Vaak kunnen deze grote risicos worden ingedekt door bijvoorbeeld naast het schrijven van een optie, ook een optie te kopen. Als er alleen maar een optie wordt geschreven (ongedekt, dus zonder de onderliggende waarde in bezit te hebben, of zonder andere opties te kopen die een deel van het risico dekken) verplicht de bank de schrijver tot het aanhouden van een margin, een bepaald geldbedrag. Door het aanhouden van een margin wordt er voor gezorgd dat schrijvers van opties hun verplichtingen kunnen nakomen.
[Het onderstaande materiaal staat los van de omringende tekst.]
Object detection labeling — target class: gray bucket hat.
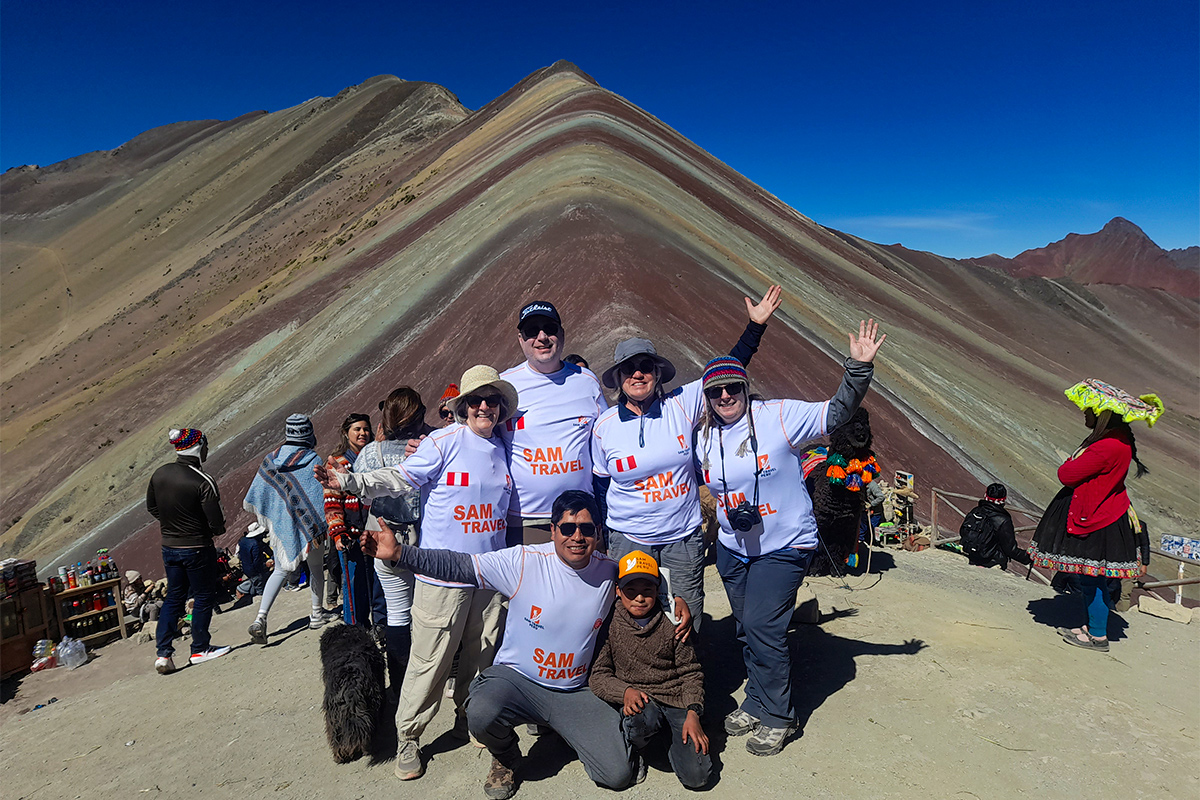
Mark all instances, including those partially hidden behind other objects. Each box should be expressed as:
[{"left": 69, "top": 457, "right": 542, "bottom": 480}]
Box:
[{"left": 601, "top": 337, "right": 674, "bottom": 389}]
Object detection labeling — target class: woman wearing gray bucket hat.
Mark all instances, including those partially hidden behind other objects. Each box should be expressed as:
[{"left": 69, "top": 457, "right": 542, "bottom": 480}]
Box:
[
  {"left": 317, "top": 365, "right": 517, "bottom": 781},
  {"left": 592, "top": 285, "right": 782, "bottom": 637}
]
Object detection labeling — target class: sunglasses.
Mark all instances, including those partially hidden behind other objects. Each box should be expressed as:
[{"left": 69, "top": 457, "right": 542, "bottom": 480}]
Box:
[
  {"left": 704, "top": 384, "right": 746, "bottom": 399},
  {"left": 463, "top": 395, "right": 504, "bottom": 408},
  {"left": 620, "top": 359, "right": 656, "bottom": 375},
  {"left": 554, "top": 522, "right": 596, "bottom": 539},
  {"left": 517, "top": 319, "right": 562, "bottom": 339}
]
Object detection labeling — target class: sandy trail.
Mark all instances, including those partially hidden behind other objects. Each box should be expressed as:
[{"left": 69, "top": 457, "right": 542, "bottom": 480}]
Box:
[{"left": 0, "top": 544, "right": 1200, "bottom": 800}]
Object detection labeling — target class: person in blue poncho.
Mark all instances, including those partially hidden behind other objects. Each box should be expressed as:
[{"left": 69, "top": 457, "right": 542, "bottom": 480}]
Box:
[{"left": 242, "top": 414, "right": 337, "bottom": 644}]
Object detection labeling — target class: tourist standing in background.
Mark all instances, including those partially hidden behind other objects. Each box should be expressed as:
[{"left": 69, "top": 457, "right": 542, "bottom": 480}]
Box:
[
  {"left": 242, "top": 414, "right": 337, "bottom": 644},
  {"left": 592, "top": 285, "right": 782, "bottom": 630},
  {"left": 500, "top": 300, "right": 608, "bottom": 546},
  {"left": 146, "top": 428, "right": 230, "bottom": 675},
  {"left": 696, "top": 320, "right": 887, "bottom": 756},
  {"left": 1030, "top": 378, "right": 1163, "bottom": 652}
]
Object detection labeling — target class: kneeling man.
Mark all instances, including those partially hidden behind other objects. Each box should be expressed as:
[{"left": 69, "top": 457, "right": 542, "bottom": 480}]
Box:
[{"left": 365, "top": 489, "right": 632, "bottom": 800}]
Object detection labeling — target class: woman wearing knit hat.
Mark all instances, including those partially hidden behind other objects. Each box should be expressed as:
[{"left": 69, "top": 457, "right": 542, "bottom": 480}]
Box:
[
  {"left": 696, "top": 320, "right": 887, "bottom": 756},
  {"left": 592, "top": 285, "right": 782, "bottom": 636},
  {"left": 316, "top": 365, "right": 517, "bottom": 781},
  {"left": 242, "top": 414, "right": 337, "bottom": 644}
]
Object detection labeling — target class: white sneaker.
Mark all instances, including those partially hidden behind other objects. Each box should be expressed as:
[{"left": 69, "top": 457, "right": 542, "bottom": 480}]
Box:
[{"left": 187, "top": 646, "right": 233, "bottom": 664}]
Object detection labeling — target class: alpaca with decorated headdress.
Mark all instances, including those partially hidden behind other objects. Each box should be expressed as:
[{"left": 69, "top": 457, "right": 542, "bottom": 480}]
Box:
[{"left": 804, "top": 408, "right": 880, "bottom": 576}]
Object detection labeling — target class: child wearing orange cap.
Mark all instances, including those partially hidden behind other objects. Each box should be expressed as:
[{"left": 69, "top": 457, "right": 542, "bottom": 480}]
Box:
[{"left": 589, "top": 551, "right": 713, "bottom": 789}]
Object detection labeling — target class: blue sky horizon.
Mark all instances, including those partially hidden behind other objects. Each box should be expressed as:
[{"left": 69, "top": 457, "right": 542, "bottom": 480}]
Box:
[{"left": 0, "top": 0, "right": 1200, "bottom": 258}]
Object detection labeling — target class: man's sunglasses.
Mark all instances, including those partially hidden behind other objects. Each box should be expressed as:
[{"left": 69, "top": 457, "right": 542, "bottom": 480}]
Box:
[
  {"left": 463, "top": 395, "right": 504, "bottom": 408},
  {"left": 556, "top": 522, "right": 596, "bottom": 539},
  {"left": 620, "top": 359, "right": 656, "bottom": 375},
  {"left": 517, "top": 319, "right": 562, "bottom": 339},
  {"left": 704, "top": 384, "right": 746, "bottom": 399}
]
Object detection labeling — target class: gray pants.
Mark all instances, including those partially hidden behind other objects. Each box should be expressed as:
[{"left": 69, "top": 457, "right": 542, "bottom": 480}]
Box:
[
  {"left": 467, "top": 666, "right": 634, "bottom": 789},
  {"left": 608, "top": 527, "right": 704, "bottom": 633},
  {"left": 622, "top": 698, "right": 713, "bottom": 789}
]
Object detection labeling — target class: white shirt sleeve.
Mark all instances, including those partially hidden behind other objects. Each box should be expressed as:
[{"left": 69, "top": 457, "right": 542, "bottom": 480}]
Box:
[
  {"left": 773, "top": 401, "right": 829, "bottom": 447},
  {"left": 470, "top": 546, "right": 524, "bottom": 597}
]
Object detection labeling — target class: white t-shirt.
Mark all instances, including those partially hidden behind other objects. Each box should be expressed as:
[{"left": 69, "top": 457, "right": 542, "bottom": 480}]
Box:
[
  {"left": 350, "top": 423, "right": 512, "bottom": 587},
  {"left": 592, "top": 380, "right": 704, "bottom": 546},
  {"left": 500, "top": 362, "right": 608, "bottom": 519},
  {"left": 473, "top": 542, "right": 617, "bottom": 688},
  {"left": 696, "top": 399, "right": 829, "bottom": 555}
]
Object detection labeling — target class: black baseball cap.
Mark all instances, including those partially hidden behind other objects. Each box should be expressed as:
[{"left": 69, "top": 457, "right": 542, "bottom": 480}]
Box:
[{"left": 517, "top": 300, "right": 563, "bottom": 327}]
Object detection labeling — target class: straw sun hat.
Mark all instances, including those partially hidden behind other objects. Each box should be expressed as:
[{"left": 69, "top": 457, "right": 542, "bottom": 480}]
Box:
[{"left": 446, "top": 363, "right": 517, "bottom": 425}]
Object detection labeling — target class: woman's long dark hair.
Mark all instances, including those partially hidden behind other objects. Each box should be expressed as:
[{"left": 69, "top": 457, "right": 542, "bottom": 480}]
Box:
[
  {"left": 330, "top": 414, "right": 371, "bottom": 457},
  {"left": 382, "top": 386, "right": 426, "bottom": 440},
  {"left": 1079, "top": 409, "right": 1150, "bottom": 477}
]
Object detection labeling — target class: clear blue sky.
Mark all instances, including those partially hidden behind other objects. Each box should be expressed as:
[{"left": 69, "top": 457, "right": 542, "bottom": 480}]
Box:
[{"left": 0, "top": 0, "right": 1200, "bottom": 257}]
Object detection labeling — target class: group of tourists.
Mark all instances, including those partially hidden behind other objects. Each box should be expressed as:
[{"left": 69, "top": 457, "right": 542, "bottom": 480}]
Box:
[{"left": 148, "top": 287, "right": 1161, "bottom": 798}]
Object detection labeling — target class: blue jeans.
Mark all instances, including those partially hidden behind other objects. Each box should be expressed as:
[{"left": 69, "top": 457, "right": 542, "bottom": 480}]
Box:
[
  {"left": 716, "top": 543, "right": 812, "bottom": 728},
  {"left": 620, "top": 698, "right": 713, "bottom": 789},
  {"left": 1072, "top": 575, "right": 1112, "bottom": 639},
  {"left": 157, "top": 547, "right": 217, "bottom": 658},
  {"left": 608, "top": 528, "right": 704, "bottom": 632}
]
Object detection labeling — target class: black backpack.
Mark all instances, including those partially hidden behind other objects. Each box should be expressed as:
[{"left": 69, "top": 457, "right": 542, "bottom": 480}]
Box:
[{"left": 959, "top": 507, "right": 994, "bottom": 557}]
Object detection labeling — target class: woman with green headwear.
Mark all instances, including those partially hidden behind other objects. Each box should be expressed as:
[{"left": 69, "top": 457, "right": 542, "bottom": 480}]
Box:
[{"left": 1030, "top": 378, "right": 1163, "bottom": 652}]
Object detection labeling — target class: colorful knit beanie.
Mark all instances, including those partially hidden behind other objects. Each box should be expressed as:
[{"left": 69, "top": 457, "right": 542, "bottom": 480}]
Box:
[
  {"left": 703, "top": 355, "right": 750, "bottom": 390},
  {"left": 168, "top": 428, "right": 204, "bottom": 456},
  {"left": 283, "top": 414, "right": 317, "bottom": 450}
]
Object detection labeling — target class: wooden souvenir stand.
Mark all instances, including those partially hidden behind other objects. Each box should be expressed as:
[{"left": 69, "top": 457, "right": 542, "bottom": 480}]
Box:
[{"left": 50, "top": 577, "right": 130, "bottom": 643}]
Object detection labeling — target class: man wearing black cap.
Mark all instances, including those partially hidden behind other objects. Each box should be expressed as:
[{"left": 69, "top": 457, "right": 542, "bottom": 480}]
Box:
[
  {"left": 959, "top": 483, "right": 1030, "bottom": 570},
  {"left": 500, "top": 300, "right": 608, "bottom": 546}
]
Zoals gezegd, kan de houder van een calloptie verdienen aan een koersstijging. De houder van een putoptie verdient aan een daling. Ook kan de eigenaar van een optie winst maken of verlies voorkomen door de optie uit te oefenen, zoals ik heb uitgelegd. Nu de kant van de schrijver. Deze heeft er belang bij dat de door hem geschreven optie waardeloos afloopt. Op die manier hoeft hij niet aan zijn plicht te voldoen, terwijl hij wel de premie heeft ontvangen. Dit is dus een winst zonder een investering. In percentages een oneindige winst.
Ook kan de schrijver een andere bedoeling hebben. De schrijver van een putoptie kan putopties van een aandeel schrijven omdat hij dit aandeel graag wil kopen. Tevens ontvangt hij dan nog de premie voor de verkochte optie. Als de optie waardeloos afloopt, is dat geen probleem. De premie is verdiend, en er kan opnieuw een put geschreven worden. Bij callopties is het in dit voorbeeld juist net andersom. Dan wil de schrijver van zijn aandelen af.
Naast het kopen of verkopen van een optie zijn er ook nog verschillende strategieën mogelijk.
De volgende (veel voorkomende) strategieën zal ik kort bespreken:
- Putspread
- Callspread
- Bullspread
- Bearspread
Ik ga steeds uit van het aandeel Koninklijke Olie, met een koers van 40,00. Ik zal de strategieën niet uitleggen, maar met voorbeelden duidelijk proberen te maken.
Putspread
Koop put mei 2004 44,00 tegen 4,50
Verkoop put mei 42,00 tegen 2,80
Investering: 4,50 - 2,80 = 1,70 (maximale risico)
Winst: Als het aandeel tot de expiratie in mei beneden de 42,00 blijft. Dan wordt de geschreven put (42) uitgeoefend. De aandelen die dan geleverd zijn worden verkocht voor 44,00 door middel van de put 44. De winst is dan 2,00 x 100 = 200,- per optie.
Callspread
Koop call mei 36,00 tegen 4,50
Verkoop call mei 38,00 tegen 2,80
Investering: 4,50 - 2,80 = 1,70 (maximale risico)
Winst: Als het aandeel tot de expiratie in mei boven de 38,00 blijft. Dan wordt de geschreven call (38) uitgeoefend. De aandelen die dan moeten worden geleverd kunnen worden gekocht door middel van het uitoefenen van de call 36. De winst is dan 2,00 x 100 = 200,- per optie.
Bullspread
Verkoop put mei 40,00 tegen 1,00
Koop put mei 38,00 tegen 0,45
Winst: Als het aandeel boven de 40,00 blijft. De geschreven put loopt dan waardeloos af. De premie ( 1,00 is verdiend)
De aankoop van de put 38 dient als verzekering als het aandeel zou dalen. Het maximale risico is dan 2,00 omdat de geleverde aandelen voor 40,00 dan altijd nog kunnen worden verkocht voor 38,00 dankzij de put 38. (Deze 200,- moet bij de bank als margin worden aangehouden.)
Bearspread
Verkoop call mei 40,00 tegen 1,00
Koop call mei 42,00 tegen 0,45
Winst: Als het aandeel onder de 40,00 blijft. De geschreven call loopt dan waardeloos af. De premie ( 1,00 is verdiend)
De aankoop van de call 42,00 dient als verzekering als het aandeel zou stijgen. Het maximale risico is dan 2,00 omdat de te leveren aandelen tegem 40,00 dan altijd nog kunnen worden gekocht voor 42,00 dankzij de call 42. (Deze 200,- moet bij de bank als margin worden aangehouden.)